Be born once more, O Christ, within us (a devotion from Chris Glaser)

December 12, 2006

Hi, everyone. I’ve been reading Chris Glaser’s The Word is Out: Daily Reflections on the Bible for Lesbians and Gay Men and, well, he’s got some inspiring and empowering stuff in here. I highly recommend it as well as all his books.

Here are his thoughts for yesterday, December 11th:

My little children, for whom I am again in the pain of childbirth until Christ is formed in you… — Galatians 4:19

An injury to my back reminded me how a problem in one part of the body affects the whole, causing a generalized malaise. I thought of a man who has always been quick to complain of aches and pains, who nonetheless has outlived the wife who cared for him, and who now depends on a daughter who either fits into the category of codependent or compassionate, depending on who makes the call. The daughter has been severely ill herself, but her father goes on about his own phantom afflictions.

My mind jumped from his body and mine to the Body of Christ, the church. Though it has inflicted real pain upon its lesbian, gay, and bisexual members, it protects those members who are spiritual hypochondriacs: those who claim they will be hurt if we find acceptance in the church. This looks more like codependence than compassion to me.
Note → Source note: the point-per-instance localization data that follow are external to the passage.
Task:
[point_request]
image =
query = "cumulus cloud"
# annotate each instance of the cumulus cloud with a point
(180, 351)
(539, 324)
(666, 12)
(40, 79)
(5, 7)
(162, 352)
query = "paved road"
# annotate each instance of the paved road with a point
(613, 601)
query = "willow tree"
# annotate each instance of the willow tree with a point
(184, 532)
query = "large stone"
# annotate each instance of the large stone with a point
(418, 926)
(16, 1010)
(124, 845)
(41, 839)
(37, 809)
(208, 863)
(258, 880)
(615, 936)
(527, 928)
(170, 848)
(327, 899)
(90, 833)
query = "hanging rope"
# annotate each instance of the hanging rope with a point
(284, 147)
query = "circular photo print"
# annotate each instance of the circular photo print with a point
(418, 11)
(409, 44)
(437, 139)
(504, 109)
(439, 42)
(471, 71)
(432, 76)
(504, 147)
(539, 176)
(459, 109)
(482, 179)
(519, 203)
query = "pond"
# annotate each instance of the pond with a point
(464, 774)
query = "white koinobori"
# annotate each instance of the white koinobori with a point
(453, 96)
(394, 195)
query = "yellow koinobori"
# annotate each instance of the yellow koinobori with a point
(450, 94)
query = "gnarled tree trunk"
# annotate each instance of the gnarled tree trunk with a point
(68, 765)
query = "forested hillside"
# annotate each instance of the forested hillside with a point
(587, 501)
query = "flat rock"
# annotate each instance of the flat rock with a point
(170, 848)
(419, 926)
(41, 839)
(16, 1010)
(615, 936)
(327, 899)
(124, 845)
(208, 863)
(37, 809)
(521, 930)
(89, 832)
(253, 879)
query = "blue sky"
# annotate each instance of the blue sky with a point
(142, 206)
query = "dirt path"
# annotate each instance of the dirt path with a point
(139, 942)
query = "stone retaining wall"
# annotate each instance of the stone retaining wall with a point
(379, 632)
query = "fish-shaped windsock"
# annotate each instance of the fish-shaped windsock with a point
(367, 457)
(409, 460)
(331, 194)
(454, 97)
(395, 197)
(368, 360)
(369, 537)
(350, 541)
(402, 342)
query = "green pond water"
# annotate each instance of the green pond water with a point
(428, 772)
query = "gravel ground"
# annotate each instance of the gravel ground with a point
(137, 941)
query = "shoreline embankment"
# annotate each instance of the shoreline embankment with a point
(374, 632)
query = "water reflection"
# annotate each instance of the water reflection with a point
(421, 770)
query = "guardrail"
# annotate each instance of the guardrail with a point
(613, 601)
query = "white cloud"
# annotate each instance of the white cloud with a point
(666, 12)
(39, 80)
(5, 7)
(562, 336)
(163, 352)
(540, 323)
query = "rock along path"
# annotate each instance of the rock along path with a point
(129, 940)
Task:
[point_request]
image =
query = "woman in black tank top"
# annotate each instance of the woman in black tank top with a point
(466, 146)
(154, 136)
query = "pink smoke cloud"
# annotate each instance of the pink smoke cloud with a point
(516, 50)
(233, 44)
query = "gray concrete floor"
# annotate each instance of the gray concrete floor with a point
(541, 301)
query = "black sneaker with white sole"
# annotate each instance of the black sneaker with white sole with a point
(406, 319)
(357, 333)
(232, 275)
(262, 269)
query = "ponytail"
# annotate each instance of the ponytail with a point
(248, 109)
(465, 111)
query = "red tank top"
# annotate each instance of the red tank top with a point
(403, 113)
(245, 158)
The pain causing the church’s malaise has been misdiagnosed as homosexuality, when in reality, it is the pain of childbirth: the Body of Christ being formed once more within the church’s womb, a body that includes lesbian, gay, and bisexual members.

Be born once more, O Christ, within us!


prayer concerns and celebrations (Dec 10)

December 11, 2006

Please pray this week for the following concerns and celebrations brought before God during worship December 10th:

Concerns for lonely and suffering people, for people with cancer (including Jerry’s sister-in-law Darlene, and Josie’s daughter Rose), for people with HIV/AIDS, for the many in the gay community who consider suicide, for Kyle (Laura’s cousin fighting another brain tumor), for extended families, for silent concerns, for the church, for the people of Darfur. [Monday addition: Megan asks for prayer for depression during the holidays, as being without her two children is very hard on her. We'll definitely keep you in our prayers, Megan. Laura]

God, the source of all health: So fill our hearts with faith in your love, that with calm expectancy we may make room for your power to possess us, and gracefully accept your healing of ourselves and those for whom we pray; through Jesus Christ our Lord. Amen.

Celebrations for those living with HIV/AIDS (particularly Bill and Chris), for someone doing fine now after a suicide attempt, for a generous donation which enabled us to pay some of our back-tithe to the denomination, for this church.

Fountain of life and source of all goodness, you made all things and fill them with your blessing; you created them to rejoice in the splendor of your radiance. We thank you at all times, in all places, and in all things. Amen.


Clear the way in us, your people

December 11, 2006

Chi Ro Rainbowthe call to worship from last night’s worship service:

Clear the way. An Advent Litany.

God of surprises, you call us from the narrowness of our traditions to new ways of being church, from the captivities of our culture to creative witness for justice, from the smallness of our horizons to the bigness of your vision.

Clear the way in us, your people, that we might call others to freedom and renewed faith.

Jesus, wounded healer, you call us from preoccupation with our own histories and hurts to daily tasks of peacemaking, from privilege to pilgrimage, from insularity to inclusive community.

Clear the way in us, your people, that we might call others to wholeness and integrity.

Holy, transforming Spirit, you call us from fear to faithfulness, from clutter to clarity, from a desire to control to deeper trust, from the refusal to love to a readiness to risk.

Clear the way in us, your people, that we might all know the beauty and power and danger of the gospel. (Joan Puls, Gwen Cashmore/cw)

Welcome to the second week of Advent!